Census projections also indicate that the NAFTA region will be a growing market. This growth will mainly be driven by the U.S., which, among the NAFTA countries, is expected to have the largest increase in population over the next decades. Between 2012 and 2032, the region’s population is projected to increase by 64 million in the U.S., 22 million in Mexico, and 5 million in Canada. This anticipated growth will heighten the attractiveness of the U.S. market, not only to Canadian and Mexican producers, who enjoy duty-free access because of NAFTA, but also to U.S. producers.
The rates of population growth in each NAFTA country, however, are projected to slow over the next 20 years. For Canada, this deceleration will be particularly sharp, from 0.78 percent growth annually in 2012 to 0.44 percent 20 years later. Among the world’s major agricultural exporters, Canada and the European Union are among the few that anticipate little increase in domestic demand in the coming two decades.
The median age of the population in each NAFTA country will also increase over the next two decades, particularly in Mexico. A 2007 ERS study of U.S. household food expenditures suggests that the aging of the population is likely to lower per capita spending on food and shift demand toward fruit and vegetables and away from eating at restaurants and other foodservice establishments.

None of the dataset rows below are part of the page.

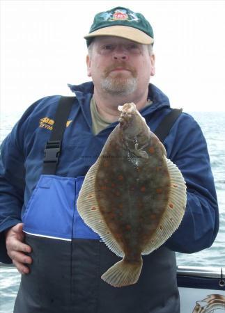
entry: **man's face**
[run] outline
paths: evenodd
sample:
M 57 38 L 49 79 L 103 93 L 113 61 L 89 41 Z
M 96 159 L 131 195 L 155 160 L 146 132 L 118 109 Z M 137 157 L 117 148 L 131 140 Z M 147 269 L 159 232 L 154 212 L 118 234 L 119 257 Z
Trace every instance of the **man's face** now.
M 155 56 L 146 45 L 113 36 L 95 38 L 86 63 L 95 88 L 111 95 L 146 90 L 155 74 Z

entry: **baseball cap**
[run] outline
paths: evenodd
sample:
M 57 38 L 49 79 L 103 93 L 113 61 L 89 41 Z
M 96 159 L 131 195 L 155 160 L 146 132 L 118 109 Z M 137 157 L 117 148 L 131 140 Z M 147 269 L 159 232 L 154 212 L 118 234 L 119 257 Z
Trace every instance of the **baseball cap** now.
M 96 14 L 89 33 L 84 36 L 87 46 L 98 36 L 121 37 L 143 45 L 154 42 L 152 26 L 144 16 L 121 6 Z

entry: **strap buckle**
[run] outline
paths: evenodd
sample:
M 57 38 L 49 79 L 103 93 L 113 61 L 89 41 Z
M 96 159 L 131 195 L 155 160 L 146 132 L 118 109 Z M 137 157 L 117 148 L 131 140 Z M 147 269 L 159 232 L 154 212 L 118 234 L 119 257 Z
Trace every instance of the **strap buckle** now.
M 47 141 L 45 148 L 44 163 L 58 163 L 61 152 L 61 141 Z

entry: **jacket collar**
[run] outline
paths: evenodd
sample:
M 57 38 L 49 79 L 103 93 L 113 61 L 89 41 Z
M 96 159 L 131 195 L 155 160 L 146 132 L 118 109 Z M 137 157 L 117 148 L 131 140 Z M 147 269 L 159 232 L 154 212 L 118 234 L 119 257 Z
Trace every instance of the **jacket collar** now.
M 75 93 L 86 122 L 91 127 L 90 101 L 94 91 L 93 82 L 88 81 L 81 85 L 68 84 L 68 86 L 71 91 Z M 150 106 L 143 108 L 140 111 L 141 115 L 146 118 L 147 115 L 151 115 L 153 112 L 162 108 L 170 107 L 169 100 L 167 96 L 153 83 L 149 83 L 148 86 L 148 99 L 150 99 L 153 102 L 153 104 Z M 111 126 L 114 126 L 118 122 L 112 123 Z

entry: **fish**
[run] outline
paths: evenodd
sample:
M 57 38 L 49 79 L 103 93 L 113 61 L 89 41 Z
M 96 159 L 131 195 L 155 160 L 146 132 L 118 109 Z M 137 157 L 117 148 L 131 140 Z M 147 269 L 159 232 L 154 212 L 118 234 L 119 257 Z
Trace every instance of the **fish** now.
M 123 258 L 101 278 L 115 287 L 135 284 L 143 259 L 162 246 L 183 218 L 186 184 L 134 103 L 118 106 L 118 124 L 86 173 L 77 211 Z

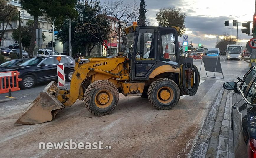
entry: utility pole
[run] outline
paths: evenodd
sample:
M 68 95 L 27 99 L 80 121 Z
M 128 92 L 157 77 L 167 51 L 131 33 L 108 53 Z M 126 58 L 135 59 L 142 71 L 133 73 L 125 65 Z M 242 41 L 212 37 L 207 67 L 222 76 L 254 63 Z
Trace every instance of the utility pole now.
M 21 49 L 21 30 L 20 29 L 20 11 L 19 11 L 19 56 L 20 58 L 22 58 L 22 50 Z
M 231 32 L 231 31 L 232 31 L 232 29 L 233 29 L 233 28 L 227 28 L 226 27 L 226 28 L 227 28 L 228 29 L 230 29 L 230 41 L 231 41 L 231 32 Z
M 256 37 L 256 1 L 255 3 L 255 9 L 254 11 L 254 15 L 253 15 L 253 24 L 252 28 L 252 37 Z M 256 65 L 256 63 L 252 63 L 252 60 L 256 59 L 256 49 L 252 48 L 251 54 L 251 67 L 252 67 Z M 253 60 L 252 60 L 252 59 Z
M 52 55 L 54 54 L 53 53 L 53 42 L 54 40 L 54 21 L 55 21 L 55 19 L 53 19 L 53 22 L 52 23 Z
M 69 23 L 68 24 L 69 26 L 69 32 L 68 34 L 69 42 L 68 42 L 68 54 L 71 56 L 72 56 L 72 52 L 71 48 L 71 18 L 69 18 Z
M 238 36 L 238 18 L 240 16 L 244 16 L 245 15 L 246 15 L 246 14 L 244 15 L 242 15 L 241 16 L 233 16 L 233 15 L 230 15 L 230 16 L 234 16 L 235 17 L 236 17 L 237 18 L 237 39 Z

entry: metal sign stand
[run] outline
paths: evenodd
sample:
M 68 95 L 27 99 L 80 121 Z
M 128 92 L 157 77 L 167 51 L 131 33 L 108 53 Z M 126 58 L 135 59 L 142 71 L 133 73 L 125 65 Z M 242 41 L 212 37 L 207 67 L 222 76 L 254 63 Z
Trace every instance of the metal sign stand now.
M 214 68 L 214 71 L 211 71 L 211 70 L 209 70 L 208 71 L 213 72 L 214 72 L 214 76 L 213 77 L 211 77 L 211 76 L 208 76 L 208 75 L 207 75 L 207 70 L 206 70 L 207 69 L 207 68 L 206 67 L 205 64 L 204 63 L 205 61 L 204 60 L 204 58 L 205 59 L 206 59 L 206 58 L 217 58 L 216 60 L 216 65 L 215 65 L 215 67 L 214 68 L 214 67 L 212 66 L 211 68 Z M 204 69 L 205 70 L 205 73 L 206 73 L 206 76 L 207 77 L 211 77 L 212 78 L 213 78 L 214 80 L 214 79 L 215 78 L 217 78 L 224 79 L 224 75 L 223 75 L 223 71 L 222 70 L 222 68 L 221 68 L 221 65 L 220 65 L 220 65 L 219 65 L 219 67 L 218 68 L 219 69 L 219 71 L 221 71 L 221 72 L 221 72 L 221 73 L 222 73 L 222 78 L 219 78 L 219 77 L 217 77 L 215 76 L 215 73 L 216 73 L 216 70 L 217 69 L 217 66 L 218 65 L 218 61 L 219 61 L 219 57 L 211 57 L 210 58 L 209 58 L 209 57 L 203 57 L 202 59 L 202 62 L 201 62 L 201 66 L 200 66 L 200 70 L 199 71 L 199 74 L 200 74 L 200 73 L 201 72 L 201 68 L 202 68 L 202 64 L 203 63 L 203 61 L 204 61 Z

In Mexico, however, the aging of the population will initially coincide with a reduced number of dependents (defined as children plus persons over age 65) per working-age adult, a development that could help to boost household incomes and food demand. In a 2005 study, Building Human Capital in an Aging Mexico, Richard Jackson emphasizes that the number of dependents in Mexico is projected to decline from roughly 80 per 100 working-age adults in 2005 to 65 in 2030 and then start to increase as the Mexican population ages.

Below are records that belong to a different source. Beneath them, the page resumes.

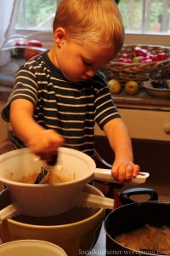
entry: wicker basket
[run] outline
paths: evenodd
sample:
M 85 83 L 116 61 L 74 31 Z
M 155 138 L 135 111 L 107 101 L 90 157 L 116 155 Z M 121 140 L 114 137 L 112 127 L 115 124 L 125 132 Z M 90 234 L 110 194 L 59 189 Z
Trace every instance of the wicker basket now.
M 132 44 L 124 45 L 117 58 L 126 53 L 133 59 L 133 49 L 139 46 L 149 50 L 151 54 L 165 53 L 168 58 L 162 61 L 150 63 L 124 63 L 112 61 L 102 67 L 102 72 L 105 74 L 107 80 L 118 79 L 122 83 L 129 80 L 146 81 L 155 79 L 167 79 L 170 76 L 170 48 L 158 45 Z

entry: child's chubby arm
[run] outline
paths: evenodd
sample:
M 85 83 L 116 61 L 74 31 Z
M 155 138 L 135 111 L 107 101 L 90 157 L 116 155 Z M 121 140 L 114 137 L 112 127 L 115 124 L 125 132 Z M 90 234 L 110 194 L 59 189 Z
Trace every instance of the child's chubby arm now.
M 139 172 L 139 166 L 133 163 L 132 142 L 128 129 L 120 118 L 114 119 L 104 125 L 104 131 L 115 153 L 111 174 L 123 183 L 129 182 Z
M 25 99 L 14 100 L 10 104 L 10 123 L 14 133 L 32 153 L 48 160 L 56 154 L 64 143 L 63 137 L 54 130 L 45 130 L 33 119 L 34 106 Z

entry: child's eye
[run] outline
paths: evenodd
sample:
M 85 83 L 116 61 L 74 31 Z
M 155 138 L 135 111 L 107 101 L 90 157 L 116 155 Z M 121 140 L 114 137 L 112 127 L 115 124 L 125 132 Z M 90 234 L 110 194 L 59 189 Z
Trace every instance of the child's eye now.
M 82 59 L 82 62 L 83 62 L 84 65 L 86 65 L 86 66 L 92 66 L 92 65 L 93 65 L 92 63 L 90 63 L 90 62 L 85 61 L 84 59 Z

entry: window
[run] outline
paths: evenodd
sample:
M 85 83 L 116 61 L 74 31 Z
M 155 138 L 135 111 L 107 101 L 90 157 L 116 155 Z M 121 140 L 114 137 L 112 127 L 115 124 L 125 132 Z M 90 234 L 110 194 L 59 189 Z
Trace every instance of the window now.
M 28 35 L 38 32 L 37 38 L 39 37 L 48 44 L 60 1 L 20 0 L 16 33 Z M 163 42 L 164 45 L 170 46 L 170 0 L 115 1 L 119 2 L 126 30 L 125 44 L 162 44 Z
M 170 0 L 121 0 L 127 33 L 170 34 Z
M 52 31 L 56 9 L 57 0 L 20 0 L 15 28 Z

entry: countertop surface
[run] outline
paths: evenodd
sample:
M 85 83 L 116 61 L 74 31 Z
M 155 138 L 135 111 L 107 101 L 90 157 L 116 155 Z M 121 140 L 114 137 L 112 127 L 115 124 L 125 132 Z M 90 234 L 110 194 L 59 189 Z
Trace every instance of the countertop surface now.
M 14 82 L 14 73 L 23 61 L 12 60 L 5 66 L 0 67 L 0 100 L 7 101 Z M 117 108 L 170 110 L 169 98 L 158 98 L 150 96 L 141 86 L 137 95 L 128 95 L 124 89 L 121 93 L 112 95 L 113 101 Z

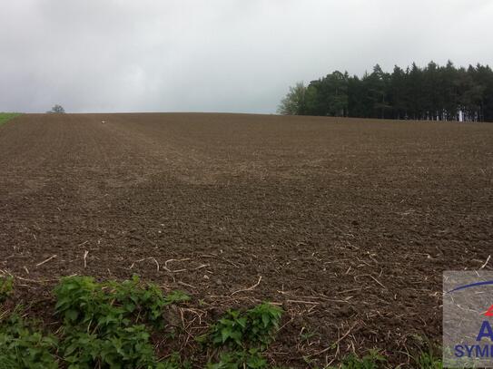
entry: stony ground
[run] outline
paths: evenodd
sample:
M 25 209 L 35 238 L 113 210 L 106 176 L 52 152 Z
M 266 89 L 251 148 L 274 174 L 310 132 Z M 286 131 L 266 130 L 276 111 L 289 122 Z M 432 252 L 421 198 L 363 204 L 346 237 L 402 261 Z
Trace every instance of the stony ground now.
M 391 355 L 439 339 L 443 270 L 491 269 L 492 189 L 493 124 L 25 114 L 0 127 L 0 269 L 41 315 L 61 276 L 136 273 L 193 296 L 191 335 L 269 300 L 276 362 Z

According to the same study, Mexico’s brief demographic dividend of fewer dependents per working-age adult may diminish pressures on social service budgets, facilitate higher savings rates and larger investments in education, foster a shift toward more capital-intensive economic activities, and decrease international migration—all factors that could lead to higher rates of economic growth. This, in turn, could increase levels of food spending per capita, which tends to rise with household income.